A U.S. Senator from Oregon has once again taken a stand against his own party to defend what he sees as the inherent right to free speech on the Internet, placing a hold on a bill that could force search engines and Internet service providers to block websites deemed to be "infringing" on copyrights.The article notes that "Internet freedom advocates claim the proposed laws could be used to shut down websites that link to other websites that authorities claim to be carrying out infringing activities."
The Preventing Real Online Threats to Economic Creativity and Theft of Intellectual Property Act -- or "PROTECT IP" for short was part of a second attempt to pass provisions of the Combating Online Infringement and Counterfeits Act (COICA), which failed to clear Congress during its last session thanks to a parliamentary maneuver by Sen. Ron Wyden (D-OR).
And once again, Wyden has stepped forward to ensure those measures do not pass.

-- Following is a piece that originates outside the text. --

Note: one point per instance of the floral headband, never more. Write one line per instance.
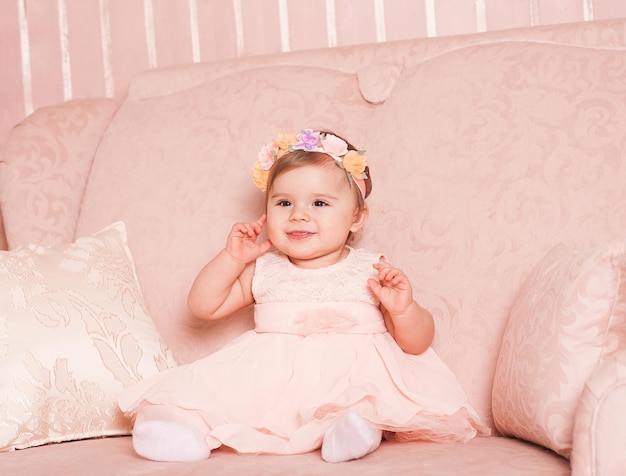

For more on CIOCA, see here and here. These moves by copyright and IP holders are becoming increasingly and intrusively aggressive.
As evidence, I offer channelsurfing.net and atdhe.net. These domains created no content, as near as I could tell. But they linked to sites that offered sports television over the Internet, and those links were on a game-by-game basis. So, for example, if you didn't want to subscribe to cable, but wanted to watch ESPN games, you could go to one of these sites, peruse the list of links, choose your game and source, click and watch. Sometimes several sources offered the same game, and you had several links to choose from.
Again, neither of these sites generated the video. They merely offered links to other sites that did. Those other sites perhaps violated intellectual property rights; these sites certainly did not.
Now go ahead and click the links for those sites, and see what happened to them. Yep, that's the Homeland Security logo.
Three guesses when both of these seizures occurred. If you said "Right before the Super Bowl," America's ad and money feast with a football game inside, you wouldn't be wrong. Homeland Security, the counter-terrorism arm of our national security state, is helping to seize small-people's property (those sites were property) in order to protect the profits and property of billionaire sports owners and the advertisers who love them.
So you can see where Internet freedom is headed. I'll reiterate that these sites provide only links to other sites. As Wyden said in his prepared statement (click and scroll down to read it):
PIPA's prescription takes an overreaching approach to policing the Internet when a more balanced and targeted approach would be more effective. The collateral damage of this approach is speech, innovation and the very integrity of the Internet.Without Wyden's hold, the bill would have passed. So good on Sen. Wyden for putting the brakes on this stuff.
A second point — I've been watching Wyden for a while. I'm developing a list of known-good progressives, and several people with decent public reputations are actually questionable. Ron Wyden ran an aggressive shirt-sleeves & baseball-cap campaign in 2010 in a barely contested race. He appeared to be inoculating himself against something, but I couldn't figure out what.
Wyden seems to be a progressive. Is he a reliable part of the progressive coalition? This will help move him into the Yes column. Thank you, Senator. More of our people should be using these holds.